11. The system of claim 8 further comprising identifying a target volume from the interior image, wherein the ultra-low field NMR system comprises a sensor array, wherein the spatial dependence of the prepolarizing and measurement fields are used to produce an image of the target volume, and wherein the NMR measurement corresponds to a composition with the target volume.

12. A method comprising: passing an container through a scanning system comprising an ultra-low field NMR system wherein the container is unopened, wherein the ultra-low field NMR system probes the container and produces an NMR measurement and wherein a sampling temperature, prepolarizing field, and measurement field are known;analyzing the NMR measurement to obtain at least one measurement feature;searching for the at least one measurement feature within a database comprising at least one NMR hazardous material reference to determine if the sample comprises a hazardous material.

13. The method of claim 12 wherein the container is luggage.

14. The method of claim 12 wherein the container is a shipping container.

15. The method of claim 12 wherein the container comprises a conductive shell.

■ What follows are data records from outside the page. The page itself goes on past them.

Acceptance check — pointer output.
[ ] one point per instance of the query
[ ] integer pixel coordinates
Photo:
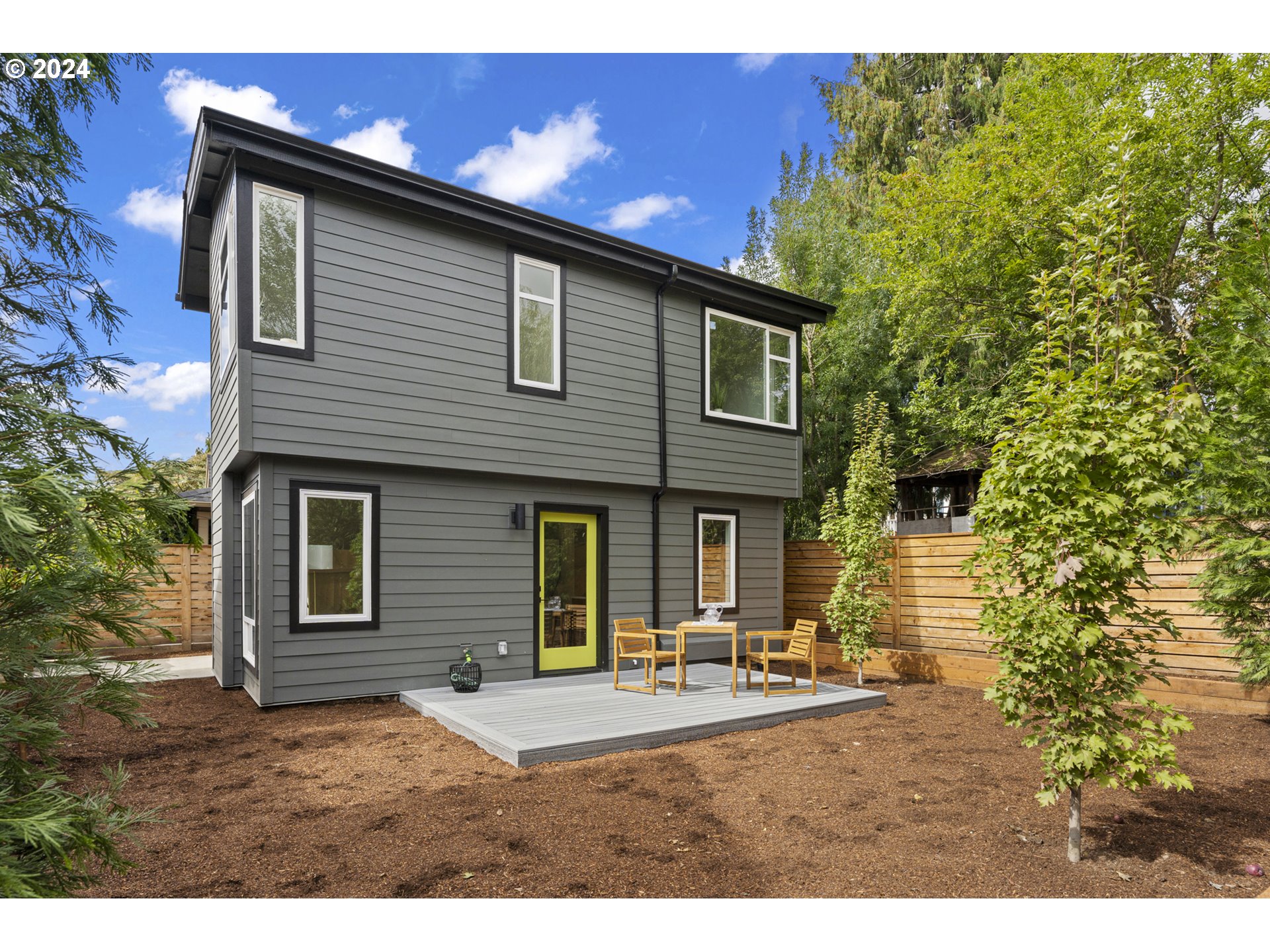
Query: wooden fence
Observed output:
(182, 608)
(933, 629)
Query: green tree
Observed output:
(1232, 347)
(1082, 492)
(962, 238)
(854, 524)
(78, 542)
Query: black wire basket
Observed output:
(465, 677)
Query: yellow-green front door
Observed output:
(568, 590)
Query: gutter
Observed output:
(661, 444)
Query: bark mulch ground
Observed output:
(929, 796)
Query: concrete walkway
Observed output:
(186, 666)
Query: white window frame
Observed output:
(517, 295)
(767, 372)
(257, 190)
(732, 560)
(367, 551)
(226, 335)
(249, 621)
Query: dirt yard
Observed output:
(929, 796)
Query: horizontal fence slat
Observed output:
(939, 619)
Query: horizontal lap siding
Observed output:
(411, 360)
(705, 455)
(939, 611)
(452, 571)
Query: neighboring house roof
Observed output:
(951, 461)
(222, 139)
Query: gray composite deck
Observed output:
(579, 716)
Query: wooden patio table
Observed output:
(683, 629)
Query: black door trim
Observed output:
(601, 512)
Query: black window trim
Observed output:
(512, 386)
(796, 370)
(245, 251)
(698, 512)
(294, 559)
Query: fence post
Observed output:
(187, 594)
(894, 593)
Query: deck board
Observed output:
(571, 719)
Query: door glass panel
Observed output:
(570, 587)
(538, 342)
(566, 584)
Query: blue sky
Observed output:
(667, 150)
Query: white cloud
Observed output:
(154, 210)
(165, 389)
(186, 93)
(536, 164)
(755, 63)
(639, 212)
(468, 71)
(349, 112)
(381, 140)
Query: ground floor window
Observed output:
(715, 532)
(334, 556)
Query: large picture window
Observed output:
(334, 556)
(536, 325)
(278, 273)
(749, 371)
(714, 561)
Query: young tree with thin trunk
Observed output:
(1082, 492)
(854, 524)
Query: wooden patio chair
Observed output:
(802, 651)
(633, 641)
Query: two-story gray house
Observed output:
(444, 419)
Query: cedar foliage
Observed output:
(78, 542)
(1082, 492)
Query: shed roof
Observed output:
(948, 461)
(222, 140)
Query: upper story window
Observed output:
(715, 559)
(277, 272)
(536, 325)
(749, 371)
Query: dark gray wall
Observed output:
(411, 368)
(226, 444)
(452, 571)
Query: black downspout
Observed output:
(661, 446)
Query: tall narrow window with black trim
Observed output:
(715, 559)
(334, 556)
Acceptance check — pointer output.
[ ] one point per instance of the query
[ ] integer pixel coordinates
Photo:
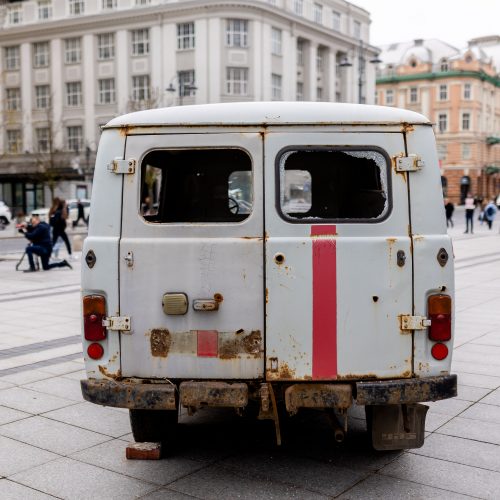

16. The method of claim 12 wherein the container contains smaller containers comprising conductive shells.

17. The method of claim 12 further comprising obtaining an interior image of the container wherein the scanning system further comprises an interior imaging system.

18. The method of claim 17 wherein the interior imaging system and the ultra-low field NMR system are the same system.

19. The method of claim 18 further comprising identifying a target volume within the container, wherein the ultra-low field NMR system comprises a sensor array, and wherein the NMR measurement corresponds to a composition with the target volume.

20. The method of claim 19 wherein the at least one measurement feature comprises T1.